Coupling Practice with Content

State standards have traditionally represented Practices and Core Ideas as two separate entities. Observations from science education researchers have indicated that these two dimensions are, at best, taught separately or the Practices are not taught at all. This is neither useful nor practical, especially given that in the real world science and engineering is always a combination of content and practice.

It is important to note that the Scientific and Engineering Practices are not teaching strategies — they are indicators of achievement as well as important learning goals in their own right. As such, the Framework and NGSS ensure the Practices are not treated as afterthoughts. Coupling practice with content gives the learning context, whereas practices alone are activities and content alone is memorization. It is through integration that science begins to make sense and allows student to apply the material. This integration will also allow students from different states and districts to be compared in a meaningful way.
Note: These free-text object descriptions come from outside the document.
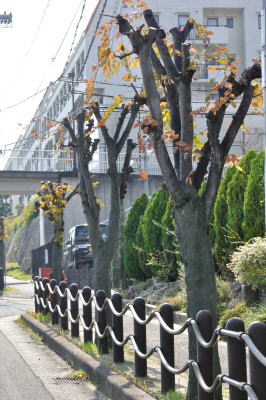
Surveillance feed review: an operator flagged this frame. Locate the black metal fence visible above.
[34,277,266,400]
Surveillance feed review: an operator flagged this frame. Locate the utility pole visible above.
[0,217,6,290]
[68,72,77,172]
[261,0,266,228]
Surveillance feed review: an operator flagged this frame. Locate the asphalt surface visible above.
[0,278,107,400]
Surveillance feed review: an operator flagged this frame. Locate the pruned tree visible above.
[35,181,79,282]
[213,165,237,274]
[226,150,257,247]
[113,9,261,399]
[124,193,149,280]
[63,96,142,295]
[242,151,265,241]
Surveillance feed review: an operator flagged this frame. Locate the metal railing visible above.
[1,146,173,175]
[34,277,266,400]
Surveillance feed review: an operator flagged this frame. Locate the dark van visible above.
[64,224,107,269]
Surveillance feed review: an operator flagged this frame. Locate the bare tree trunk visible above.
[93,246,114,297]
[52,243,63,282]
[175,198,221,400]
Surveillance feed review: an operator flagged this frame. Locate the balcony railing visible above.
[0,146,177,175]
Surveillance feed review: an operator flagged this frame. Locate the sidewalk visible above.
[0,316,107,400]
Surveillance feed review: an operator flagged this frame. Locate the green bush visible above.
[213,165,237,267]
[143,188,169,254]
[162,292,186,311]
[216,277,233,304]
[124,193,149,280]
[162,198,183,282]
[5,201,38,235]
[219,301,266,329]
[219,301,247,328]
[136,188,169,279]
[242,151,265,241]
[226,150,257,250]
[6,263,32,281]
[228,237,266,288]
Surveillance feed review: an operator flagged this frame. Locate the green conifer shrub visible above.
[226,150,257,250]
[242,151,265,241]
[124,193,149,280]
[213,165,237,269]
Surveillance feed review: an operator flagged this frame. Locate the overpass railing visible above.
[34,277,266,400]
[0,146,177,175]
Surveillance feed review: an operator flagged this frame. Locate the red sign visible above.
[39,268,52,280]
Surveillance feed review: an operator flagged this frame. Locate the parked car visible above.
[64,224,107,269]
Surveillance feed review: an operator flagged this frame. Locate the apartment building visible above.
[5,0,263,174]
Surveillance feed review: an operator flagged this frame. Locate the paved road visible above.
[0,278,107,400]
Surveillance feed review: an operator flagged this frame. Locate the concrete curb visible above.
[21,314,154,400]
[123,299,187,324]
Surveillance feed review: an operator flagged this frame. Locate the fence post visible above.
[95,290,108,354]
[196,310,214,400]
[69,283,79,337]
[50,279,58,325]
[160,303,175,393]
[112,293,124,362]
[248,322,266,399]
[59,281,68,331]
[38,278,43,313]
[42,278,49,315]
[34,276,39,313]
[82,286,92,343]
[133,297,147,377]
[226,318,248,400]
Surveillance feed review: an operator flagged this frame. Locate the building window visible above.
[153,14,160,25]
[93,88,104,104]
[207,17,218,26]
[258,14,261,29]
[178,14,189,28]
[226,17,234,28]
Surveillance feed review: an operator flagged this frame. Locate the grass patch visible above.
[26,310,51,324]
[16,316,43,342]
[67,369,88,380]
[6,263,32,281]
[159,392,185,400]
[79,342,100,357]
[0,286,18,293]
[219,301,266,328]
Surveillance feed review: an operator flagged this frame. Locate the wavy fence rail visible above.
[34,277,266,400]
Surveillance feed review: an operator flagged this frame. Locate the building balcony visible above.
[194,64,224,82]
[188,25,229,44]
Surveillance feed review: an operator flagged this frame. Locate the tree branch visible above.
[114,107,129,143]
[143,10,179,82]
[169,21,194,72]
[192,141,211,191]
[116,103,140,157]
[151,49,181,175]
[120,139,136,200]
[221,85,254,158]
[92,102,113,143]
[202,85,254,222]
[66,183,79,203]
[63,118,77,146]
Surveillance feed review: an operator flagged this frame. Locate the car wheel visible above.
[73,258,79,269]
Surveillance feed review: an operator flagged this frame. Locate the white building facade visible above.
[5,0,263,175]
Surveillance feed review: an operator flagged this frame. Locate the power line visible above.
[63,0,87,71]
[0,0,51,106]
[77,0,107,79]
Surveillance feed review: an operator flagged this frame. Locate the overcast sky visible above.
[0,0,97,155]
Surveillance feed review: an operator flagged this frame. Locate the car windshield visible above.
[75,226,89,239]
[100,225,107,235]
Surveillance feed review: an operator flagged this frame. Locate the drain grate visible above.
[52,378,89,385]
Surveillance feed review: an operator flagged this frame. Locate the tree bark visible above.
[174,198,217,400]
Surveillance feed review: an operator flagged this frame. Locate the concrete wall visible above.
[61,175,162,243]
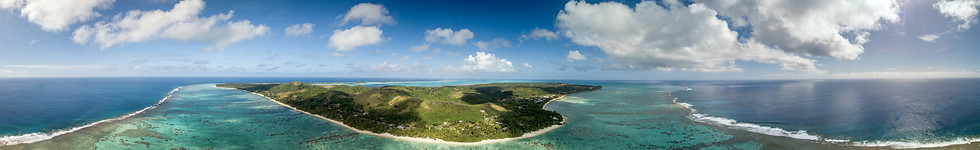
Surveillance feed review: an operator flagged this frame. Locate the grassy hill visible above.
[217,82,602,142]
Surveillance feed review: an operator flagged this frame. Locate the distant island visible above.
[215,82,602,143]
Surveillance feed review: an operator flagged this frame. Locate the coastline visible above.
[213,84,568,146]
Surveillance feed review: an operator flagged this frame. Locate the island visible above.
[215,82,602,143]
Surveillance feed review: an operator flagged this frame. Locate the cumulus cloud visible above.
[473,38,511,50]
[919,34,939,43]
[340,3,395,25]
[565,51,585,62]
[348,61,432,73]
[327,26,384,51]
[425,28,473,46]
[557,1,821,72]
[411,44,429,52]
[284,23,313,37]
[932,0,980,31]
[698,0,900,60]
[460,52,517,72]
[521,27,558,41]
[3,65,113,71]
[0,0,115,32]
[72,0,269,51]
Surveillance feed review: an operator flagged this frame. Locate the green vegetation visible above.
[217,82,602,142]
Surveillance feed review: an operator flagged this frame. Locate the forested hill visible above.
[217,82,602,142]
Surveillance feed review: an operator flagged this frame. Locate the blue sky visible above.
[0,0,980,80]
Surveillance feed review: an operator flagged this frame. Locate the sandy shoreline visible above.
[214,84,568,146]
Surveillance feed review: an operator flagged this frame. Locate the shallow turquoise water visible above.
[0,83,758,149]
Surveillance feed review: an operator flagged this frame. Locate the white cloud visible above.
[692,0,900,60]
[72,0,269,51]
[565,51,586,62]
[0,0,115,32]
[932,0,980,31]
[523,63,534,72]
[557,1,820,72]
[460,52,516,72]
[425,28,473,46]
[473,38,511,50]
[3,65,113,71]
[327,26,383,51]
[350,61,431,73]
[446,51,459,57]
[284,23,314,37]
[411,44,429,52]
[919,34,939,43]
[340,3,395,25]
[521,27,558,41]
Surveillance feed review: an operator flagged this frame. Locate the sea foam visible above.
[0,87,182,146]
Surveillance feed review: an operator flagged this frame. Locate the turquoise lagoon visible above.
[0,80,972,149]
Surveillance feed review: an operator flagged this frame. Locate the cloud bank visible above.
[0,0,115,32]
[340,3,395,25]
[460,52,517,72]
[556,0,898,72]
[283,23,314,37]
[425,28,473,46]
[327,26,384,51]
[72,0,269,51]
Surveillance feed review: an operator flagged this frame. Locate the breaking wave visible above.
[0,87,182,146]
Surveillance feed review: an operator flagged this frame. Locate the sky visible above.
[0,0,980,80]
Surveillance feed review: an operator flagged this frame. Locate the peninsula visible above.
[215,82,602,143]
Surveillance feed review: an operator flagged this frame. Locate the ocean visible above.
[0,78,980,149]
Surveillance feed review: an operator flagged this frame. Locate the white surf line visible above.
[0,87,183,146]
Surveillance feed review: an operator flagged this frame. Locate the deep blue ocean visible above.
[664,79,980,144]
[0,78,980,149]
[0,77,428,136]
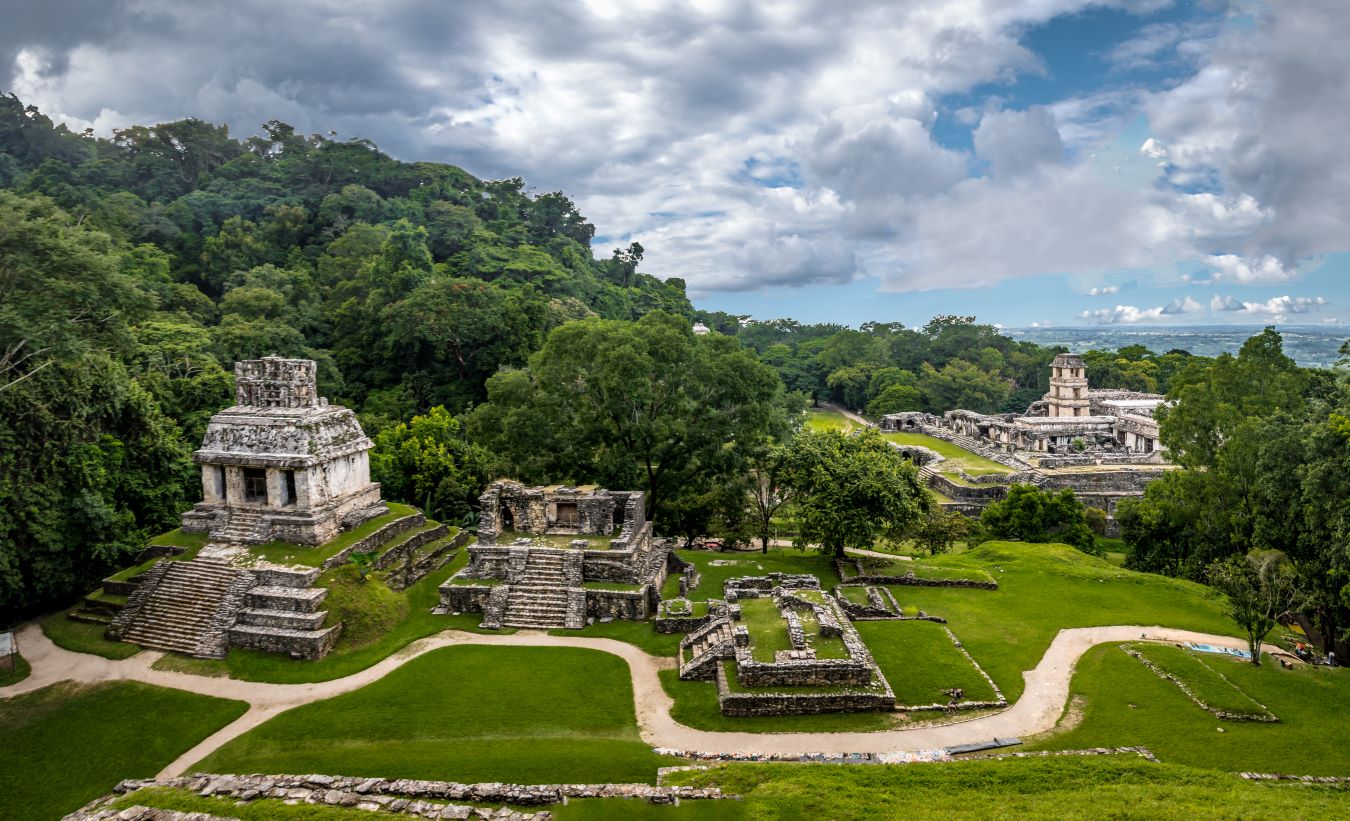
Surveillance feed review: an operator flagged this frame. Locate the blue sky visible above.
[10,0,1350,327]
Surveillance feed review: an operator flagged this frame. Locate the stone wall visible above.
[321,510,427,570]
[230,624,342,660]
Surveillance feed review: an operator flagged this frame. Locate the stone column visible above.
[225,465,244,506]
[201,465,225,505]
[267,467,286,508]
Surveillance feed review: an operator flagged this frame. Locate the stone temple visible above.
[437,479,670,629]
[879,354,1172,533]
[182,356,386,544]
[88,356,458,659]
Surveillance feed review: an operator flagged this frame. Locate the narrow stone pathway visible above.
[0,623,1278,778]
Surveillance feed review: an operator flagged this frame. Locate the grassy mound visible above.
[1130,644,1270,717]
[194,647,674,783]
[0,682,247,821]
[853,621,995,706]
[1031,645,1350,777]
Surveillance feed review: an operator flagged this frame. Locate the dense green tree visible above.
[370,406,491,521]
[980,485,1098,554]
[782,429,933,556]
[470,313,791,524]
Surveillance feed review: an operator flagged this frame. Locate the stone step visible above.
[235,609,328,631]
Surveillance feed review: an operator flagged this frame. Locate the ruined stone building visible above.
[879,354,1170,533]
[74,356,450,659]
[182,356,385,544]
[440,479,670,628]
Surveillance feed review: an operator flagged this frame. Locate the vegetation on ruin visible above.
[0,654,32,687]
[1129,643,1270,717]
[853,621,995,708]
[668,756,1350,821]
[882,431,1013,478]
[1116,328,1350,653]
[194,647,675,783]
[0,682,247,821]
[1029,644,1350,775]
[112,787,745,821]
The NGSS are Standards, not Curriculum

The NGSS are standards, or goals, that reflect what a student should know and be able to do— they do not dictate the manner or methods by which the standards are taught. The performance expectations are written in a way that expresses the concept and skills to be performed but still leaves curricular and instructional decisions to states, districts, school and teachers. The performance expectations do not dictate curriculum; rather, they are coherently developed to allow flexibility in the instruction of the standards. While the NGSS have a fuller architecture than traditional standards—at the request of states so they do not need to begin implementation by “unpacking” the standards—the NGSS do not dictate nor limit curriculum and instructional choices. June 2013 NGSS Release Page 3 of 3

Instructional Flexibility

Students should be evaluated based on understanding a full Disciplinary Core Idea. Multiple Scientific and Engineering Practices are represented across the performance expectations for a given Disciplinary Core Idea. Curriculum and assessment must be developed in a way that builds students’ knowledge and ability toward the performance expectations. As the NGSS are performances meant to be accomplished at the conclusion of instruction, quality instruction will have students engage in several practices throughout instruction.

Because of the coherence of the NGSS, teachers have the flexibility to arrange the performance expectations in any order within a grade level to suit the needs of states or local districts. The use of various applications of science, such as medicine, forensics, agriculture, or engineering, would nicely facilitate student interest and demonstrate how scientific principles outlined in the Framework and NGSS are applied in real world situations.

Next Steps

With the final release of the NGSS in April 2013, states will begin their individual processes to consider adoption. The lead states are under no obligation to adopt, only to seriously consider adoption. There is no set timeline for adoption or implementation. As with all K-12 educational standards, the decision to adopt by any given state is voluntary.